Но товарищи не хотели больше ждать.
— Хлеба давай, душа с тебя вон! — закричал один из тех, что стояли в задних рядах. — Хлеба!..
Спасибо, Брюханов и Свидерский помогли Цюрупе пробиться сквозь толпу. С их помощью Александр Дмитриевич протиснулся в приемную, вошел в министерский кабинет и осмотрелся.

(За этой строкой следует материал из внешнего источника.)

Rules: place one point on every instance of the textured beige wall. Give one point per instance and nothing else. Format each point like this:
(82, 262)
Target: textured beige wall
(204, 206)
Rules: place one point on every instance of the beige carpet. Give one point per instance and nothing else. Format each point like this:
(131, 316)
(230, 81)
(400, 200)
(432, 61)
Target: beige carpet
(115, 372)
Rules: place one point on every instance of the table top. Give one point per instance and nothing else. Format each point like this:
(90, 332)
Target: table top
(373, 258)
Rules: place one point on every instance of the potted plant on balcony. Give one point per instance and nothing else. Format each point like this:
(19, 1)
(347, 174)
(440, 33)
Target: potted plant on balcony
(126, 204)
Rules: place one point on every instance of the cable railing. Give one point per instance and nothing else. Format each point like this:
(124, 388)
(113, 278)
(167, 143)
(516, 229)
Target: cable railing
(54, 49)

«Хлеба давай, душа с тебя вон!.. — звенело в ушах. — К стенке вас ставить!.. К стенке...» И, однако, не было ни досады, ни обиды на людей, так бесцеремонно и зло кричавших только что все это ему в лицо. Напротив! Какая может быть обида, какая досада? Ведь они правы. Да, да, само собой разумеется, правы. Они поставили свою власть и требуют, чтоб она действовала. Иначе зачем же он здесь, Александр Цюрупа?
— Что же делать? Что делать? — прошептал он.
Потом подошел к окну, дернул за шнурок, поднял штору и выглянул на улицу.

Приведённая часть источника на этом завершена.